A voting exclusion statement applies to this Resolution. Please see below.
Dated:
By order of the Board
Luke Watson Company Secretary
2
Voting Exclusion Statements
In accordance with Listing Rule 14.11, the Company will disregard any votes cast in favour of the Resolution set out below by or on behalf of the following persons:
| Resolution 1 – Ratification of prior issue of Tranche 1 Placement Shares |
A person who participated in the issue or is a counterparty to the agreement being approved (namely the Placement Participants) or an associate of that person or those persons. |
|---|---|
| Resolution 2 – Approval to issue Tranche 1 Placement Options |
A person who is expected to participate in, or who will obtain a material benefit as a result of, the proposed issue (except a benefit solely by reason of being a holder of ordinary securities in the Company) (namely the Placement Participants) or an associate of that person (or those persons). |
| Resolution 3 – Issue of Tranche 2 Placement Securities to Roger Mason |
Roger Mason (or their nominee) and any other person who will obtain a material benefit as a result of the issue of the securities (except a benefit solely by reason of being a holder of ordinary securities in the Company) or an associate of that person or those persons. |
| Resolution 4 – Issue of Tranche 2 Placement Securities to Stephen Power |
Stephen Power (or their nominee) and any other person who will obtain a material benefit as a result of the issue of the securities (except a benefit solely by reason of being a holder of ordinary securities in the Company) or an associate of that person or those persons. |
| Resolution 5 – Issue of Tranche 2 Placement Securities to Mark Rodda |
Mark Rodda (or their nominee) and any other person who will obtain a material benefit as a result of the issue of the securities (except a benefit solely by reason of being a holder of ordinary securities in the Company) or an associate of that person or those persons. |
| Resolution 6 – Approval to issue Newmont Placement Securities |
A person who is expected to participate in, or who will obtain a material benefit as a result of, the proposed issue (except a benefit solely by reason of being a holder of ordinary securities in the Company) (namely Newcrest Operations Limited) or an associate of that person (or those persons). |
However, this does not apply to a vote cast in favour of the Resolution by:
-
(a) a person as a proxy or attorney for a person who is entitled to vote on the Resolution, in accordance with the directions given to the proxy or attorney to vote on the Resolution in that way; or
-
(b) the Chair as proxy or attorney for a person who is entitled to vote on the Resolution, in accordance with a direction given to the Chair to vote on the Resolution as the Chair decides; or
-
(c) a holder acting solely in a nominee, trustee, custodial or other fiduciary capacity on behalf of a beneficiary provided the following conditions are met:
-
(i) the beneficiary provides written confirmation to the holder that the beneficiary is not excluded from voting, and is not an associate of a person excluded from voting, on the Resolution; and
-
(ii) the holder votes on the Resolution in accordance with directions given by the beneficiary to the holder to vote in that way.
3
Voting by proxy
To vote by proxy, please complete and sign the enclosed Proxy Form and return by the time and in accordance with the instructions set out on the Proxy Form.
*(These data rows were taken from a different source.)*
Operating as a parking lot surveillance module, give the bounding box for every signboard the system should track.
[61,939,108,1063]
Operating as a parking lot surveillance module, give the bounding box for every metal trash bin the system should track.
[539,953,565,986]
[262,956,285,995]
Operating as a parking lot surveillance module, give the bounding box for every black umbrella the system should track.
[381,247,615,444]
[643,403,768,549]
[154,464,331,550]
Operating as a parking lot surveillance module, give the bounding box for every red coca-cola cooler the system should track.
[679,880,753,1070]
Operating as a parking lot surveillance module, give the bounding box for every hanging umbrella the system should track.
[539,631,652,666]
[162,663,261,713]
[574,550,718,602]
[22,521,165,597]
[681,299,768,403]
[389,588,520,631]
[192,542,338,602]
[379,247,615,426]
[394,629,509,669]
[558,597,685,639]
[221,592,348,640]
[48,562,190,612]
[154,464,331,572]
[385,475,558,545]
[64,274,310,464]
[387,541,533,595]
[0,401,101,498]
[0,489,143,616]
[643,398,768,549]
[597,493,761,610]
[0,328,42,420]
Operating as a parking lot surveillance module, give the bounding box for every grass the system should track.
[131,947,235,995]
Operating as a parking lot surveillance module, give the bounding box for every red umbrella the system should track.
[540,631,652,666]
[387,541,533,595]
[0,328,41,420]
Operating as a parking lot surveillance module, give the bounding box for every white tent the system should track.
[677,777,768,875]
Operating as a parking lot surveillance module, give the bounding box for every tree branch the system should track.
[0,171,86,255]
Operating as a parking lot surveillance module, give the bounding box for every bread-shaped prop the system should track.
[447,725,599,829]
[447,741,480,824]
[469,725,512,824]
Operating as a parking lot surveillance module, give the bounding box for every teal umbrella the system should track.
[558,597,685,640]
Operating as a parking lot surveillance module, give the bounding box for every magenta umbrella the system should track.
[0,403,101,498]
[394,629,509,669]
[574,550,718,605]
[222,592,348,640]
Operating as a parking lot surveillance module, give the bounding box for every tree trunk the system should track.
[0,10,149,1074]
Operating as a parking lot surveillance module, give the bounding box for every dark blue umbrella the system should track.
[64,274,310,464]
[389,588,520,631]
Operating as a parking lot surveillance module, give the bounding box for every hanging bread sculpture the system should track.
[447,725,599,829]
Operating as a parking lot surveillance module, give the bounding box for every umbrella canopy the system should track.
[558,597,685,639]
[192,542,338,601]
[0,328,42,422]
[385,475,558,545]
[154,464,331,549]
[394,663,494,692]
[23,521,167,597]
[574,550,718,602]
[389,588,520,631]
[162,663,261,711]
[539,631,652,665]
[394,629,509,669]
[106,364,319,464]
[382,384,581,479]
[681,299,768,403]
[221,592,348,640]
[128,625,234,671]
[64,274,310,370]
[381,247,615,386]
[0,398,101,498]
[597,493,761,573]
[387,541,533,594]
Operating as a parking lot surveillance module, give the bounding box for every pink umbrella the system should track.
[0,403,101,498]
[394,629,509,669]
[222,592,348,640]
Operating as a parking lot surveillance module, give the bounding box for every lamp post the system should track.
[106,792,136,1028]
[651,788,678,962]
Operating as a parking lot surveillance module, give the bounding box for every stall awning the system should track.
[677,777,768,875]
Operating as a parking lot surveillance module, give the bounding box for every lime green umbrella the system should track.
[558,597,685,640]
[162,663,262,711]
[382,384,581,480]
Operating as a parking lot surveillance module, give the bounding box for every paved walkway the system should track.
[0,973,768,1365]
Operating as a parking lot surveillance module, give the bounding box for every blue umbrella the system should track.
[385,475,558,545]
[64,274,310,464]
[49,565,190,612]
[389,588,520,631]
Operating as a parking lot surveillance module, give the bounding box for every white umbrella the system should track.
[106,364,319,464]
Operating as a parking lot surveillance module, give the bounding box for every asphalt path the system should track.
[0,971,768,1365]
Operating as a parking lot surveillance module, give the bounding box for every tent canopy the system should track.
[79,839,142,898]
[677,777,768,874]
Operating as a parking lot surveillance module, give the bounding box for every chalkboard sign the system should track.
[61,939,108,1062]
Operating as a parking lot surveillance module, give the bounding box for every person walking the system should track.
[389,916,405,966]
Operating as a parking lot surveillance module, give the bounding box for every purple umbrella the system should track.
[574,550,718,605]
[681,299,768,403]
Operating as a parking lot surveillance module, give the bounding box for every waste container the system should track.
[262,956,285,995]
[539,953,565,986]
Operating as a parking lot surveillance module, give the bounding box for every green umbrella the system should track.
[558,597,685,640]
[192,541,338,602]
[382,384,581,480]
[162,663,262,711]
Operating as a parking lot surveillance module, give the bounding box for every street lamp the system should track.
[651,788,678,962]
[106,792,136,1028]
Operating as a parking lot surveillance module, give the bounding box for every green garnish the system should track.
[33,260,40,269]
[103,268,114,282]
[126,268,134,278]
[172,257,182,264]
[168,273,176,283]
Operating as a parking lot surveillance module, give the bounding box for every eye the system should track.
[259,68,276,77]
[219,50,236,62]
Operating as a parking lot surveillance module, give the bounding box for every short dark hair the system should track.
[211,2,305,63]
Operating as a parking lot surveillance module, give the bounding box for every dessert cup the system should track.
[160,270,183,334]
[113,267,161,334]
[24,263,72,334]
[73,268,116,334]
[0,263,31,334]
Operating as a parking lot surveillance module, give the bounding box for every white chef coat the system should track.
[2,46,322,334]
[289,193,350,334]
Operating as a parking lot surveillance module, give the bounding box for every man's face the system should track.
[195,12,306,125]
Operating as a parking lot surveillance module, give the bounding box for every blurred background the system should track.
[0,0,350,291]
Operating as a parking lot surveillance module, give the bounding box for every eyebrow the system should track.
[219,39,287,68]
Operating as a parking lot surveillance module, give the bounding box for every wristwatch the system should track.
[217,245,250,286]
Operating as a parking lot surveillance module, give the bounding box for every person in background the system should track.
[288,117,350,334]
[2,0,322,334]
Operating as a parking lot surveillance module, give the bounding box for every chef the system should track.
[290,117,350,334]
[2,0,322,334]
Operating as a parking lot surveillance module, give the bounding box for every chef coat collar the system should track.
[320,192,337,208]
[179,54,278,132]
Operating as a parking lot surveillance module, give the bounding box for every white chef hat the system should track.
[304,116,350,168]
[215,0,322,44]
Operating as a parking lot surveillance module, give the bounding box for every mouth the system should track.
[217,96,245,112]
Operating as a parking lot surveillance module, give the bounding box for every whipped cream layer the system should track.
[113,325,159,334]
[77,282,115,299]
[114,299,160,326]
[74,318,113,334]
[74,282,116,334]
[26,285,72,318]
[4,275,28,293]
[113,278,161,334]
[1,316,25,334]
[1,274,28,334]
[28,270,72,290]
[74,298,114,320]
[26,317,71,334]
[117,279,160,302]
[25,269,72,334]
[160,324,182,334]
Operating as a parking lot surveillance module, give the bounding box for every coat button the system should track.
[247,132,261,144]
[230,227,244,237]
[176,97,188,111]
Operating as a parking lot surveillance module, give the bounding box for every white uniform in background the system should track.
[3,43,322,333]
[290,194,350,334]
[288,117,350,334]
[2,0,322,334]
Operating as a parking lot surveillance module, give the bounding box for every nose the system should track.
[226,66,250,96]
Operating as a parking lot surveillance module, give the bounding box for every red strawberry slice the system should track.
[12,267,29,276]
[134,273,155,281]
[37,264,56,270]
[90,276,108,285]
In accordance with section 249L of the Corporations Act, Shareholders are advised that:
-
each Shareholder has a right to appoint a proxy;
-
the proxy need not be a Shareholder of the Company; and
-
a Shareholder who is entitled to cast two or more votes may appoint two proxies and may specify the proportion or number of votes each proxy is appointed to exercise. If the Shareholder appoints two proxies and the appointment does not specify the proportion or number of the member’s votes, then in accordance with section 249X(3) of the Corporations Act, each proxy may exercise one-half of the votes.
Shareholders and their proxies should be aware that:
-
if proxy holders vote, they must cast all directed proxies as directed; and
-
any directed proxies which are not voted will automatically default to the Chair, who must vote the proxies as directed.
Voting in person
To vote in person, attend the Meeting at the time, date and place set out above.
Should you wish to discuss the matters in this Notice please do not hesitate to contact the Company Secretary on +61 8 9481 1103.
4
EXPLANATORY STATEMENT
This Explanatory Statement has been prepared to provide information which the Directors believe to be material to Shareholders in deciding whether or not to pass the Resolutions.
1. BACKGROUND TO RESOLUTIONS 1 – 5
1.1 Placement
As announced on 20 June 2024, the Company received binding commitments to raise approximately $5,750,000 (before costs) through the issue of approximately 575,000,000 Shares at an issue price of $0.01 per Share ( Placement ) together with one (1) free attaching unlisted option exercisable at $0.02 on or before two years from the date of issue ( New Option ) for every two (2) new Shares subscribed for and issued pursuant to the Placement.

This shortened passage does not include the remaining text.